Una ligera sonrisa flotaba en torno a los labios del sabio.

—Honorable señor, soy un inepto estudiante que sólo ha asimilado unos pocos rudimentos básicos del saber, pero sé que podéis clarificar muchos puntos y llenar muchas lagunas en mis conocimientos.

—Sin duda que lo intentaré. Me gusta tu honesta humildad. Me hace recordar a un gran maestro de tu Orden que conocí en Damasco. Se llamaba Odó de Saint Amand, y Saladino también le honró por haber rehusado a ser rescatado o a tomar juramento de no proseguir la lucha contra el islam.

«Evidentemente era un hombre notable. Maimónides y yo le atendimos cuando contrajo una severa fiebre, pero, ¡ay!, falleció. ¡Ah, sí! Son tus ojos los que me lo recuerdan. Extrañas son las vueltas del Destino, pues tus ojos me recuerdan también a otra persona, la Señora de Tiberias que murió de parto hace muchos años. ¿Es posible que estés emparentado con Saint Amand?

—Era mi padre, señor.

Simon consideró que no violaba su sagrado juramento, pues presintió que Osama ya conocía su linaje, quizá porque le leía el pensamiento o mediante una posible conversación con Maimónides y Abraham, ambos íntimos amigos del filósofo.

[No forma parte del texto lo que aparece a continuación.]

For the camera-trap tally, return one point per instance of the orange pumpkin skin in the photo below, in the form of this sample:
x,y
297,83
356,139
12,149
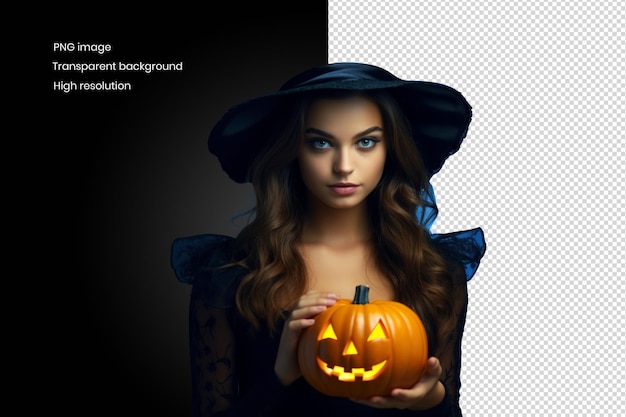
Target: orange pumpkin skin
x,y
360,349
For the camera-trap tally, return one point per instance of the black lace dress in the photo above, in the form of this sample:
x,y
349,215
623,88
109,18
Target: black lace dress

Osama siguió hablando sin hacer ningún otro comentario sobre la paternidad de Simon.

—Es poco usual que un infiel sea discípulo mío, pero Odó de Saint Amand también vino a mi altamente recomendado por Saladino. Demostró ser un inteligente discípulo. Aún lamento su pérdida.

La mente de Simon era un torbellino con todas aquellas extraordinarias coincidencias. Sobre todo, el hecho de que sus padres tuviesen el mismo color de sus ojos le fascinaba, en especial porque antes hubiera esperado que su madre, al ser sarracena, tuviese ojos castaños. Ello era un simple ejemplo de los extraños juegos del Destino.

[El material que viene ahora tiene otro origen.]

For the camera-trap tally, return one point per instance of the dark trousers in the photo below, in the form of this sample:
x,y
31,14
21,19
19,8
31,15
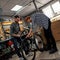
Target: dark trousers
x,y
49,37
25,45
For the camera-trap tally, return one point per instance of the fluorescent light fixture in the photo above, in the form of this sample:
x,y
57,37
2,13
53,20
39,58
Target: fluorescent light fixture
x,y
56,6
48,11
16,8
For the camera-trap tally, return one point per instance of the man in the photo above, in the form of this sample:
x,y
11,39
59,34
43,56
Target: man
x,y
43,21
15,33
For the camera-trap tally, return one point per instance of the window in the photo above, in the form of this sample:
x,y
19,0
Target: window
x,y
48,11
56,7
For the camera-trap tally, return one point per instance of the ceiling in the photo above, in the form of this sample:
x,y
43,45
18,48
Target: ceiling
x,y
28,6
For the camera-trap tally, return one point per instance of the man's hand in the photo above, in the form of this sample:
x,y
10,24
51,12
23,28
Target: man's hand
x,y
17,35
27,36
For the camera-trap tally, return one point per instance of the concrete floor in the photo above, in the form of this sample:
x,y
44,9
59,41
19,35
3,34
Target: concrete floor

—¿Puedo preguntaros, señor, si podéis ayudarme a comprender algo de la gnosis? Abraham-ben-Isaac y Maimónides me han proporcionado una idea básica de su estructura.

—Sé poco más que ellos al respecto —repuso el sabio, modestamente—, pero puedo intentar explicar lo que creo que es la verdad, ¡hasta donde Alá me ha iluminado!

«Debes saber, Simon, que existen dos fuerzas opuestas en acción dentro de ti y de toda la humanidad, como un microscópico reflejo de todas las cosas. Cuando decimos: «Como arriba, así abajo», e inversamente: «Como abajo, así arriba», tratamos de encerrar lo incognoscible dentro de los límites finitos de nuestro limitado pensamiento.

«Los gnósticos denominamos a esas fuerzas, que son positiva y negativa, Ormudz y Ahriman, o, como las llaman en Catay, el Yin y el Yang. El Yang es de la Luz, y el Yin, de las Tinieblas. Uno se introduce en el otro como lo masculino y lo femenino. Para visualizarlo, debes imaginarte un círculo que contiene idénticas zonas blancas y negras; no biseccionadas, sino con la misma zona de cada color.

Osama dibujó un diagrama en la blanca arena que llenaba un enorme cuenco llano de bronce frente a él.

El filósofo continuó:

—Éste pues es el plan de tu alma, el real tú. En parte luz, en parte oscuridad; en parte positivo, en parte negativo; mitad bueno, mitad malo. El camino del gnosticismo se denomina la Gran Obra, pues es el sendero del alquimista. Éste debe aprender a destilar esta mezcla idéntica hasta lograr refinar toda la escoria para convertirla en oro puro. Estoy seguro de que ya aprendiste este principio de labios de Abraham y de Abu-ibn-Maymun, como le conocemos nosotros.

Simon asintió con la cabeza.

Osama hizo una pausa y luego siguió diciendo:

—La gnosis es la suma total del conocimiento. Por su misma naturaleza es incognoscible excepto para Dios, Alá, Adonai, Ainsoph o el nombre que tu religión da al principio de todas las cosas.